Siga aqui o nosso liveblog da guerra na Ucrânia
Um ex-oficial do exército russo admitiu que as tropas invasoras estão a torturar prisioneiros de guerra ucranianos. Em entrevista à BBC e ao jornal The Guardian o tenente Konstantin Yefremov, que ao longo de dez anos serviu no Exército russo, disse ter testemunhado a brutalidade dos militares durante os meses de ocupação no sul da Ucrânia.
No início de fevereiro do ano passado Yefremov e a sua unidade de desminagem, que habitualmente operava na Chechénia, foram transferidos para a península ucraniana da Crimeia – anexada pela Rússia em 2014 – para participar em “exercícios militares”. Numa questão de semanas as tropas russas iriam invadir o território ucraniano, mas por aqueles dias ninguém acreditava na possibilidade de se desencadear uma guerra. “Na altura ninguém achava que haveria um conflito. Todos pensavam que era apenas um treino. Creio que nem mesmo os oficiais seniores sabiam“, revelou em entrevista à BBC.
Dias depois a guerra estalava e Yefremov e a sua unidade recebiam ordens para seguir para a região ucraniana de Zaporíjia, onde permaneceu durante três meses. “Eu vi pessoalmente as nossas tropas a torturar soldados ucranianos. Sinto alívio por poder finalmente falar sobre o que vi”, admitiu ainda ao jornal The Guardian.
Yefremov recordou como os seus superiores interrogaram e torturam três militares ucranianos na localidade de Bilmak durante vários dias. “Eles foram espancados durante uma semana inteira. Todos os dias, às vezes mesmo durante a noite”. Segundo Yefremov, os seus comandantes foram particularmente agressivos e “perderam a cabeça” ao descobrir que um dos homens era um sniper, tendo ameaçado violá-lo. “Disseram que iam gravar tudo e enviar o vídeo para a namorada dele”, denunciou.
Este foi apenas um de vários casos de violência que diz ter testemunhado.
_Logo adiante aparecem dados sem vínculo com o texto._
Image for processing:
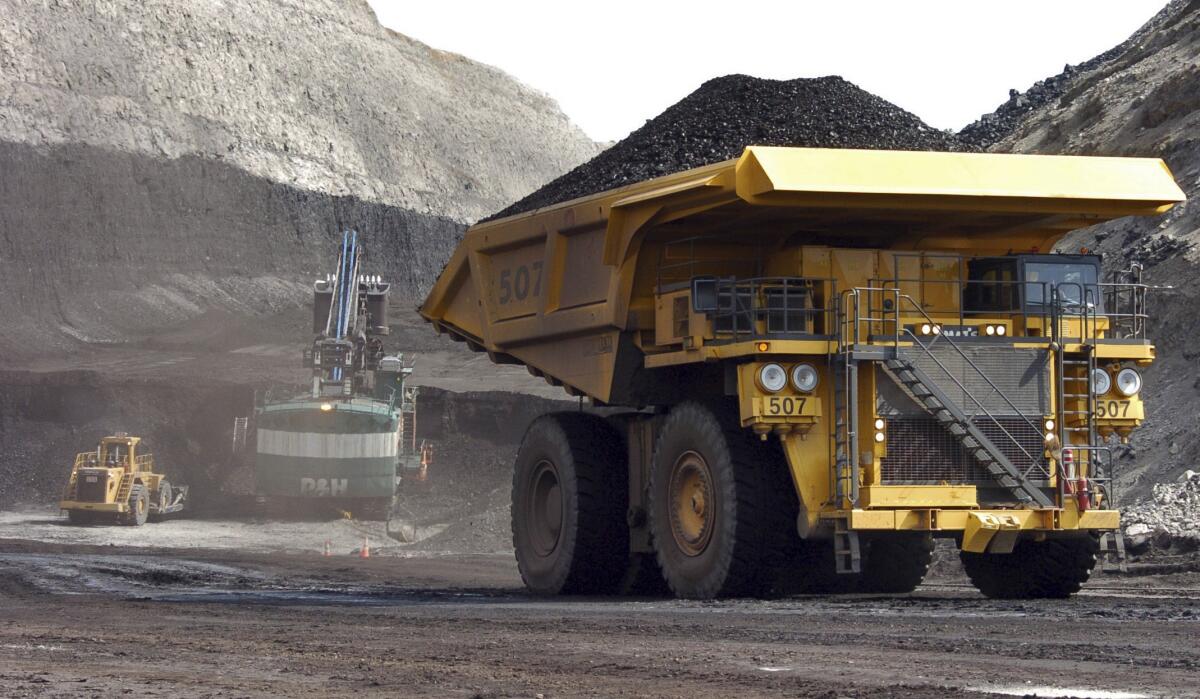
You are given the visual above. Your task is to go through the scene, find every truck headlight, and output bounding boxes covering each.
[758,362,787,393]
[1117,368,1141,395]
[792,364,821,393]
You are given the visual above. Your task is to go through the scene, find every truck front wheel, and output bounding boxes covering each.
[512,413,629,595]
[649,402,794,599]
[959,536,1099,599]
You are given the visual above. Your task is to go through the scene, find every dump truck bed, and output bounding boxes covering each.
[420,147,1183,405]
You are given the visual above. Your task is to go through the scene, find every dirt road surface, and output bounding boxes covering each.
[0,513,1200,699]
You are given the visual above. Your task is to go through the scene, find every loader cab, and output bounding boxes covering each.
[100,436,139,470]
[962,255,1104,316]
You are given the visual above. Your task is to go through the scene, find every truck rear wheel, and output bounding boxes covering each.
[353,497,395,521]
[150,478,175,521]
[959,536,1099,599]
[649,402,794,599]
[858,534,934,593]
[120,483,150,527]
[512,413,629,595]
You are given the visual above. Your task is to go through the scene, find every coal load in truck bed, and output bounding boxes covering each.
[491,76,971,219]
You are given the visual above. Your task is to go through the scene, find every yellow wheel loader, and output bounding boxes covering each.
[59,432,187,526]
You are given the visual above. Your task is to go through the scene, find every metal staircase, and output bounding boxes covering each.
[828,297,862,574]
[884,355,1055,508]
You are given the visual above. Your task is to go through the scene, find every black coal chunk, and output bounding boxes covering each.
[487,76,974,220]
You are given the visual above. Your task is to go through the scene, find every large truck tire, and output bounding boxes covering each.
[858,534,934,593]
[959,536,1100,599]
[649,402,796,599]
[118,483,150,527]
[512,413,629,595]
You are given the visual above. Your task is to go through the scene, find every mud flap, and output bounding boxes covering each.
[962,512,1021,554]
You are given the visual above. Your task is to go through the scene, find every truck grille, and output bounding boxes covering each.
[881,416,1046,485]
[76,471,108,502]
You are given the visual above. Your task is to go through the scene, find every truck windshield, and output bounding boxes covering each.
[1024,262,1099,306]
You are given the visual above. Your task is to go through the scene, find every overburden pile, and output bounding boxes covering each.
[1121,471,1200,543]
[491,76,972,219]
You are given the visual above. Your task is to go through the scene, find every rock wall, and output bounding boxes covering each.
[964,0,1200,500]
[0,0,598,221]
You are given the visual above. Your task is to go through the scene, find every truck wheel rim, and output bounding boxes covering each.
[528,461,563,556]
[670,452,716,556]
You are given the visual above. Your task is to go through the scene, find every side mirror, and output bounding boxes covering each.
[691,276,718,313]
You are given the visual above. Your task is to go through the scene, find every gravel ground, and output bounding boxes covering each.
[492,76,965,219]
[0,539,1200,699]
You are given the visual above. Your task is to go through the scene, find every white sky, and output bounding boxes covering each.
[368,0,1165,141]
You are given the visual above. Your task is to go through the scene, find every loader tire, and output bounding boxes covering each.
[119,483,150,527]
[649,402,797,599]
[959,536,1100,599]
[512,412,629,595]
[858,534,934,593]
[67,509,96,526]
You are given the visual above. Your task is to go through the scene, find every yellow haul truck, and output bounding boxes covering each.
[421,147,1183,598]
Numa outra ocasião viu um oficial russo assassinar a sangue frio um militar ucraniano que estava vendado. “O coronel apontou uma arma à cabeça do prisioneiro e disse ‘vou contar até três e disparar’. Ele contou e depois disparou”.
Os interrogatórios, a tortura continuaram durante cerca de uma semana. Todos os dias, à noite, às vezes duas vezes por dia.”
Quando percebeu que ia ser enviado para a guerra Yefremov disse ter tentado fugir da Ucrânia. Terá chegado mesmo a abandonar a unidade numa tentativa de regressar à Chechénia, mas acabou por regressar depois dos seus superiores o ameaçarem com uma pena de prisão de dez anos por desertar. “Foi um erro. Devia ter feito um esforço maior para fugir”, admitiu.
Só a 23 de maio de 2022 é que conseguiu partir para a Rússia, ficando marcado como um “traidor”. Passou meses sem conseguir arranjar trabalho até que, com receio de vir a ser convocado na mobilização parcial russa, conseguiu fugir para o México com a ajuda do grupo de direitos humanos Gulagu.net. Meses depois assume-se culpado pelo seu contributo na invasão, garantindo no entanto que nunca feriu ou matou ninguém. “Peço perdão a todo o povo ucraniano por ter entrado nas suas casas com uma arma. Devia ter escolhido a prisão em vez de ir para a Ucrânia, mas naquele momento fui um cobarde“.
A organização Gulagu.net tem ajudado desde o início da guerra vários soldados a escapar da Rússia. Até agora, além da história de Yefremov já foram tornados públicos os relatos de três russos com histórias semelhantes: Pavel Filatyev, pertencente a uma unidade de paraquedistas; Nikita Chibrin, da 64.ª brigada do exército russo, acusada de crimes de guerra; e Andrei Medvedev, um ex-comandante do grupo Wagner. Os quatro já se mostraram dispostos a colaborar com as autoridades ocidentais e denunciar os crimes russos na Ucrânia.